Em declarações ao jornal Le Nouvelliste, o assessor especial de Moïse, Guichard Doré, afirmou que o déficit orçamentário “será drasticamente reduzido a um bilhão de gourdes por mês” – o que significaria um corte da ordem de dois terços – e todos os gastos “não essenciais” serão podados, para aliviar a pressão sobre a cotação do dólar.
Já é a segunda insurreição popular enfrentada pelo atual governo, que, além de corrupto, tem se caracterizado também por sua submissão ao capital estrangeiro. Em 2018, o primeiro ministro Jack Guy Lafontant renunciou ao cargo, após semanas de protestos provocados por um anuncio governamental de que aumentaria o preço dos combustíveis. A medida visava agradar ao Fundo Monetário Internacional (FMI), que havia condicionado a concessão de novos empréstimos ao Haiti à redução dos subsídios estatais ao setor de petróleo.

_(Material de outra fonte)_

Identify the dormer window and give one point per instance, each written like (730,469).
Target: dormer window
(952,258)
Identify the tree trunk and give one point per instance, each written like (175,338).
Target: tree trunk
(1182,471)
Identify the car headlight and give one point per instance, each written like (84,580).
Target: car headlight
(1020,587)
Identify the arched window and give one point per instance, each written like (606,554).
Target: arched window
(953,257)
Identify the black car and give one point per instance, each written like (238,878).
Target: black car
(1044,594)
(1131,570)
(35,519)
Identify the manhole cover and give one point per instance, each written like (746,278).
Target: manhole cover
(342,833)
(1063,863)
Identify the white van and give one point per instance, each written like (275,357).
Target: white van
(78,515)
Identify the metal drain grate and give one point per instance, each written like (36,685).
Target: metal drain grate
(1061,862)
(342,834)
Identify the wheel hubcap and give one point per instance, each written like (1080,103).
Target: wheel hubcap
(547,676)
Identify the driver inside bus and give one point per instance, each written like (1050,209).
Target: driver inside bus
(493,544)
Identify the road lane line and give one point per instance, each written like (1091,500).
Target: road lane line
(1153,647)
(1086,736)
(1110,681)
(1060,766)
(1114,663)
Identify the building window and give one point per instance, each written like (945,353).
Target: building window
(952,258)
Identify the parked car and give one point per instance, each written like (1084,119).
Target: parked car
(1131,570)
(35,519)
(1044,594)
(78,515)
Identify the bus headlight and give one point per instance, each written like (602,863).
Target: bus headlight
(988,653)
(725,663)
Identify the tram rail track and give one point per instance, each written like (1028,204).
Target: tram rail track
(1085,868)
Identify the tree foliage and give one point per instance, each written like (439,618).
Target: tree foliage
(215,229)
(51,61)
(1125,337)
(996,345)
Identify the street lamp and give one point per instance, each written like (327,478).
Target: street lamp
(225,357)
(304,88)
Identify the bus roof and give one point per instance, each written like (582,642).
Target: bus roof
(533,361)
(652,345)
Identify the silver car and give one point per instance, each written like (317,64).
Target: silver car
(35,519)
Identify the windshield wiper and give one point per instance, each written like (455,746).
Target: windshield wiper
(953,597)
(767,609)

As manifestações começaram no dia 6 de julho, quando o governo declarou que subiria o preço do galão de gasolina para U$ 4,60 (uma majoração de 38%). Isso em um país onde a renda média dos cidadãos é de U$ 2,00 por dia e em que 78% da população sobrevive com menos do que isso. O pronunciamento oficial foi feito durante a partida das quartas de final da Copa da Fifa entre Brasil e Bélgica – claramente no intuito de que a notícia passasse despercebida. O plano, no entanto, não surtiu o efeito esperado. Poucas horas após o término do jogo, as ruas de diversas cidade já estavam tomadas por multidões enfurecidas.
Em Porto Príncipe, as principais vias foram bloqueadas por manifestantes. Bancos e estabelecimentos comerciais, principalmente os pertencentes a conhecidas famílias da elite local, foram alvo de depredações e saques.
Reginald Boulos, presidente da Câmara Nacional de Indústria e Comércio, foi um dos maiores prejudicados. Defensor dos credores internacionais do Haiti, ele teve três de seus supermercados completamente destruídos pelas chamas. Também foram incendiados o tribunal de Petit-Goâve e o prédio do Diretório Geral de Impostos.
Muitos policiais abandonaram seus postos. Um oficial de polícia, Robert Scutt, morreu enquanto tentava atravessar uma barricada. Do lado dos manifestantes, é dificil obter informações precisas sobre a quantidade de mortes. A Polícia Nacional do Haiti (PNH) fala em três, a oposição em 11.
Por meio de discursos televisionados e postagens em redes sociais, o governo tentou em vão aplacar a ira das massas. “Eu lhes peço paciência, porque a visão da administração é clara. Ela tem um programa claro que continua a executar” disse Lafontant diante das câmeras, na manhã de 7 de julho. Os protestos apenas cresceram.
Na tarde do mesmo dia, Moïse se viu obrigado a se pronunciar ele mesmo, anunciando que não mais haveria o aumento. Mas já era tarde demais.
“Não tem outra alternativa. Ele tem de ir” afirmou na ocasião o professor Auguste “Gougousse” D’Meza, um consultor educacional e político de Porto Príncipe, ao jornal Miami Herald. “O povo não acredita mais nele”, diz Auguste D’Meza. Os recentes acontecimentos nas ruas do país parecem confirmar o parecer.